Dalhousie Foyer (University of Dundee)
10 December - 28 February
Women, Water & Wells by Gil Garcetti is a collection of photographs taken in West Africa. Garcetti’s project highlights issues of water scarcity and the prevalence of waterborne disease that arises from the lack of safe drinking water. These photographs are also included in Water is key, a book that documents the work of NGOs to provide portable water, and whose profits go towards funding projects in countries such as Burkina Faso, Ghana, Mali and Niger.
There are 800 million people who lack access to safe drinking water, 340 million of whom live on the African continent. In a time of climate change and environmental threats, the exhibition illustrates how water access impacts on the lives of millions, especially women. Garcetti’s photographs expose realities far from our everyday experience. For most, access to water is as easy as turning on the tap. But for others, finding safe water is not so simple.
Garcetti, formerly a District Attorney and criminal prosecutor for 32 years, is well placed to ask serious questions. In his introductory lecture, Garcetti remarked that his background influenced his work as a professional photographer, campaigner and artist; this makes his work as a photographer quite different from other more artistic approaches. Women, Water & Wells is representative of his aesthetic and campaigning preoccupations.
The nexus of the exhibition is women and water, and the pivotal role that women play in supplying water to their communities. Women, Water & Wells comprises only black and white photographs. Some pictures document the epic journeys through deserts or other harsh terrains that women undertake to find water and faraway wells. There is a certain stoicism about the way they go about these necessary daily tasks. The photographs create a storyboard showing the role of water and its relation to daily life: young women being mentored in how to balance heavy buckets of water on their heads; communities working together; children at play, notably an image of youths with a plastic water bottle as a toy and another showing joy at water gushing from an open water borehole pipe. The photographs in this exhibition also show us how women are central water management in these communities; they are the ones fetching, carrying, cooking, cleaning and planting.
In his introduction, Garcetti explained the decision to use black and white photography as strategic: to focus the observer’s attention on the story of each photo and the lives of the individuals they document. The choice was motivated by a desire not to distract the viewer with the vivid and exotic colours of the African cultural landscape, which might have diverted from the story at hand. If the black and white photography sometimes delivers an over-aestheticised image, (for example, the picture of women walking through a terrible haramttan sandstorm can easily be taken to be a scenic picture of women walking in early morning mists), the accompanying text reminds us of the context of such work, and of the harsh terrain that these communities call home.

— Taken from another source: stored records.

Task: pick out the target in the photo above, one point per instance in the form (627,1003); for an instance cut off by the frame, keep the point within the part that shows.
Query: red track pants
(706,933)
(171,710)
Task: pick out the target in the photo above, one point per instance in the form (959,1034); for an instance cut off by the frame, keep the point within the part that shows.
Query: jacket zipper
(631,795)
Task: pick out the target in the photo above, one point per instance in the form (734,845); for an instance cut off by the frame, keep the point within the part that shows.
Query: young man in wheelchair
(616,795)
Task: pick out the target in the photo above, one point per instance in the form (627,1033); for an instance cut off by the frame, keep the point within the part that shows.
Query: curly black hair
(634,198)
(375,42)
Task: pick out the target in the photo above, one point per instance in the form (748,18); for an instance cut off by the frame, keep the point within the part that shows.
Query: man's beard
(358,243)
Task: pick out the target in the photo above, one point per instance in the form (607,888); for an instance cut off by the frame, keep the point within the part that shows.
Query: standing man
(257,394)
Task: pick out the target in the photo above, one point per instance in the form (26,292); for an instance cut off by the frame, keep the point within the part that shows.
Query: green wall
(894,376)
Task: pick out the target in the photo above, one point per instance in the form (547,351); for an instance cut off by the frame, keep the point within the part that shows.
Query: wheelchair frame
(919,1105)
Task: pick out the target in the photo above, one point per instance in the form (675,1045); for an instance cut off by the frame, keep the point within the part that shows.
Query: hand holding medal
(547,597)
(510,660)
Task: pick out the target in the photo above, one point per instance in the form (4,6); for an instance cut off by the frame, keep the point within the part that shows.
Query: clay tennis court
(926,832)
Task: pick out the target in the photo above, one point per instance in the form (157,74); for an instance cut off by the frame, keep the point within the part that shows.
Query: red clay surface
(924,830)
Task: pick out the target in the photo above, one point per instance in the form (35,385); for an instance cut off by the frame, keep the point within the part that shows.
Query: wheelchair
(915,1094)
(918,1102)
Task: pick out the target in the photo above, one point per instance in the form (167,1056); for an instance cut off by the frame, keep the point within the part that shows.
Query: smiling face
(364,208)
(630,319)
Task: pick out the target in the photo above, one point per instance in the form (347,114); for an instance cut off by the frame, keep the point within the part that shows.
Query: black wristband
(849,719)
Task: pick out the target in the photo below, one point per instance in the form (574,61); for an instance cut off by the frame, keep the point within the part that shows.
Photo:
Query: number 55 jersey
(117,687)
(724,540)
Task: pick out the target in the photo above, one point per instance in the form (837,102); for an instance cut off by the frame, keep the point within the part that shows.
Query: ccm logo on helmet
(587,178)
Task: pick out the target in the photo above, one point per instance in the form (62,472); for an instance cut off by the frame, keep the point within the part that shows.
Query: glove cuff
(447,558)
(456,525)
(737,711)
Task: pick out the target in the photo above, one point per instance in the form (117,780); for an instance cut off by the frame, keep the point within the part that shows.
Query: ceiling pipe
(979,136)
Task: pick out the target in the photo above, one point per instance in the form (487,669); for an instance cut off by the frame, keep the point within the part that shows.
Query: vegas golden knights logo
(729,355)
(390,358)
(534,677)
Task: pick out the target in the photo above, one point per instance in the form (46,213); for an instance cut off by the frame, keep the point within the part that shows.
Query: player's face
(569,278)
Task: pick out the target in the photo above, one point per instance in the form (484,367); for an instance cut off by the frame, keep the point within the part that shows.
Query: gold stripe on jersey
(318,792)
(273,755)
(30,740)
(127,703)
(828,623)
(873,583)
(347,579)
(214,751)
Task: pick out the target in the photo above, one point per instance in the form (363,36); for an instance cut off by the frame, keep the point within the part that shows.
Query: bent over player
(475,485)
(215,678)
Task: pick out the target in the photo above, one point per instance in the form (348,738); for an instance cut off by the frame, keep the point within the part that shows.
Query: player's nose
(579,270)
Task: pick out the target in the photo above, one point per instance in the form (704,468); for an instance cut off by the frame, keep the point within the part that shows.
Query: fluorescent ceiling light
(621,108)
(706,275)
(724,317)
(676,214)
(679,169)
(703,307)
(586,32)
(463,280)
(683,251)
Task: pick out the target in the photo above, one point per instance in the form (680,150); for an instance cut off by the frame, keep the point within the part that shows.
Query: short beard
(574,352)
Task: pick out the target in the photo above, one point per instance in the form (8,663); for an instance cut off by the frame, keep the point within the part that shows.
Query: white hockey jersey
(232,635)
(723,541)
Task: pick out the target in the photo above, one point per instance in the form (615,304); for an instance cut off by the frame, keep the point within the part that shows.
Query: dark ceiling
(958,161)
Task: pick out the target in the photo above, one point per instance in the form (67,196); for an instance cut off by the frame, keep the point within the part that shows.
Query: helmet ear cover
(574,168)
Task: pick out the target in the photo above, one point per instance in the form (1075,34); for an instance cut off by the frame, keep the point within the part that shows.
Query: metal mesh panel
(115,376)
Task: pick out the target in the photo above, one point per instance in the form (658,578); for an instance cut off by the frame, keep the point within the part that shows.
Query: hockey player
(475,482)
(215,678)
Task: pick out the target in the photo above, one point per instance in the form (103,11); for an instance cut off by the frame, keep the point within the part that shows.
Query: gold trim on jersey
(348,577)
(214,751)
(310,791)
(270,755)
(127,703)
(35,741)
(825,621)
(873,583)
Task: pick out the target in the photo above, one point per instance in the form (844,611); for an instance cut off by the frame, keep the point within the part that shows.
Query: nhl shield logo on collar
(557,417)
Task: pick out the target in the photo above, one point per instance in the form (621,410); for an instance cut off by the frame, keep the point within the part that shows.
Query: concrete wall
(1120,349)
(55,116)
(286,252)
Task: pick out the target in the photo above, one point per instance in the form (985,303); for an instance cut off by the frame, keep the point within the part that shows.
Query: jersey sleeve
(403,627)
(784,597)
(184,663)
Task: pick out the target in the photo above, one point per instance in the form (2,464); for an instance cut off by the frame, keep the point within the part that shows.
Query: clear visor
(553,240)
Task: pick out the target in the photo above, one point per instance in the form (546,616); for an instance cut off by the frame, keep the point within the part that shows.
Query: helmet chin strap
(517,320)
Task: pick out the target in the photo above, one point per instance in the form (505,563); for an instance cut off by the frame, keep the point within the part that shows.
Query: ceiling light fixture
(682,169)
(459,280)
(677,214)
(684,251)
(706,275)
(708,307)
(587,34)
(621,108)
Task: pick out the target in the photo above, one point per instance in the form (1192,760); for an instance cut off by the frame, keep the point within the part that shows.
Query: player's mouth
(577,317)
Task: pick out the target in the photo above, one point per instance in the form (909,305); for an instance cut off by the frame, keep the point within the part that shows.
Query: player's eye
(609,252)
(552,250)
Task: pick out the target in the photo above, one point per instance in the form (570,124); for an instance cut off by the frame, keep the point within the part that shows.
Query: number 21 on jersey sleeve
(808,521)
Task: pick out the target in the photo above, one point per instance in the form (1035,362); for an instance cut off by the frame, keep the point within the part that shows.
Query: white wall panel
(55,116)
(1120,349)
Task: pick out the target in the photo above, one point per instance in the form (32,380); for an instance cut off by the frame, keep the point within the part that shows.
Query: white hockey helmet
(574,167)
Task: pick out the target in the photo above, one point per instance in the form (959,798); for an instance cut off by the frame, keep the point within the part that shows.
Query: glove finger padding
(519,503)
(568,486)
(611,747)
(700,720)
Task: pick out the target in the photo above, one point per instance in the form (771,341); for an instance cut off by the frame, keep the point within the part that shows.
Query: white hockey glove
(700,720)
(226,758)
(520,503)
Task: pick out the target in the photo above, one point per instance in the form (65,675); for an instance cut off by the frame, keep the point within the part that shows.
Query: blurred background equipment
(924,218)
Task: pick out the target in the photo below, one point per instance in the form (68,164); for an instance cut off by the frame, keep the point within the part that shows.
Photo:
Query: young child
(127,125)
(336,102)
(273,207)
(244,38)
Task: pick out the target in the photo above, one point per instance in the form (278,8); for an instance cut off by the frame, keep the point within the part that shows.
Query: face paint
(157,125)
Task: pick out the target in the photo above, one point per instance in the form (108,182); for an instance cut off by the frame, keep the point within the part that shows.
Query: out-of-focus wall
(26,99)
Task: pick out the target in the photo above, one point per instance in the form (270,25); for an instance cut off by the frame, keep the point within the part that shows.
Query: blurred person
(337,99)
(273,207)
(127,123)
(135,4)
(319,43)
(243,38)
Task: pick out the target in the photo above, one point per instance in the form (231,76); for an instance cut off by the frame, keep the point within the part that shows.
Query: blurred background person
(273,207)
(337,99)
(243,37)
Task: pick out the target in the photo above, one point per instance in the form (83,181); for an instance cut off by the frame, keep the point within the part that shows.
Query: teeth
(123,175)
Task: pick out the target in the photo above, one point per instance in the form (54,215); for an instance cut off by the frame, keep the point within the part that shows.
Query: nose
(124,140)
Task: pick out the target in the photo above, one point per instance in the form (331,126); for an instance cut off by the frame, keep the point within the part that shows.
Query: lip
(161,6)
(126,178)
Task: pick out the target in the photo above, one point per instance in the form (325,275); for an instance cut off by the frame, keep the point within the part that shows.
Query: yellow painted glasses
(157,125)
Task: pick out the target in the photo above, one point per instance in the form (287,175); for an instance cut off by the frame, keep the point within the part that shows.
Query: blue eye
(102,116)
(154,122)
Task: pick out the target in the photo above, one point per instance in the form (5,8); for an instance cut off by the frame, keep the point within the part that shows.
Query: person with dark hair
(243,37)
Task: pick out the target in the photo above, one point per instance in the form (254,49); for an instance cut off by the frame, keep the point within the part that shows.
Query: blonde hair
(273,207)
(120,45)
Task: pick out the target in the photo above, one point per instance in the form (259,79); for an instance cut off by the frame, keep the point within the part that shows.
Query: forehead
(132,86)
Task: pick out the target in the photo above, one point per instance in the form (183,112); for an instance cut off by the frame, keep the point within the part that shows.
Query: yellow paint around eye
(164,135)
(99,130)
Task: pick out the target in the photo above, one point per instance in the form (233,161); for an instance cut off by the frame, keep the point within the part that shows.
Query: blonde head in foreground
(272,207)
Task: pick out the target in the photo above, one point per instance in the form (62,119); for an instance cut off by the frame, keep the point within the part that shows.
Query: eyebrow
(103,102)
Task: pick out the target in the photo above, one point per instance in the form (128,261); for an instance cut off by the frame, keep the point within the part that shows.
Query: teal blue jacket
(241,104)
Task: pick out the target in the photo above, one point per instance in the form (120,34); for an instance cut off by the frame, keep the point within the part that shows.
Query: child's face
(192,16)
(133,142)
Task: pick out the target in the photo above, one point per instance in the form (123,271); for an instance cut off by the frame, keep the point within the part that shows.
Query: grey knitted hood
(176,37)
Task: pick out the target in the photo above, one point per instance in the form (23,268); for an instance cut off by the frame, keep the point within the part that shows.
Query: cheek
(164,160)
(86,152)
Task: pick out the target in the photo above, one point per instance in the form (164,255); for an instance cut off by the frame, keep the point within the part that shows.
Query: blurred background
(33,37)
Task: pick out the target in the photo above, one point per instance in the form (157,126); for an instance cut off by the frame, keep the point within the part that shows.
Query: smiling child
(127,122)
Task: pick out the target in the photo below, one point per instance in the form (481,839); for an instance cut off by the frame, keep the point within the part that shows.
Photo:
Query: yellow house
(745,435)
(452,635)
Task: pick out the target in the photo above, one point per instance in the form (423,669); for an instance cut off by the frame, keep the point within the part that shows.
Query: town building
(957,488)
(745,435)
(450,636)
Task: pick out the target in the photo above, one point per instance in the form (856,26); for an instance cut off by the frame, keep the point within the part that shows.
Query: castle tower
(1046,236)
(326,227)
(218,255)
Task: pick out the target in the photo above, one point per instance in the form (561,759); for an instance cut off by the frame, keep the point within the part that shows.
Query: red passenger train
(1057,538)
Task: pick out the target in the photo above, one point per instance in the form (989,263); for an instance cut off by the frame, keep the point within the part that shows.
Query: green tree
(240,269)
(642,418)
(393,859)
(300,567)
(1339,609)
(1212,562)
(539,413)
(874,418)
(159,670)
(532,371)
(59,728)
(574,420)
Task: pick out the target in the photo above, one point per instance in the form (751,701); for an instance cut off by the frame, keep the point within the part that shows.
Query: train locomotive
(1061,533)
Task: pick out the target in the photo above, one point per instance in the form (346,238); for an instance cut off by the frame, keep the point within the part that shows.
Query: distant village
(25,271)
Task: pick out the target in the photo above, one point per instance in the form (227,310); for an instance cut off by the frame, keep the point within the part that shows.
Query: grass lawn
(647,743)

There are few images of distress caused by drought and water deprivation, even though some images remind us of the effects of water-borne diseases; Such choices are prompted, in part, by a desire not to show stereotypical images of poverty and suffering in Africa, and also to the campaigning purpose of his photographic enterprise, aimed as they are at eliciting funds from the affluent: readers of the book should not be put off turning the pages. At times, images of joyful communities receiving water-aid and their accompanying uplifting texts echo, in troubling ways, the social-mission rhetoric and imagery of another, more imperialistic age. Yet despite the politics of image-making, and the problems associated with representing Africa in the developed world, it is hard not to feel that Women, water and wells, the images and their stories, is worthy project.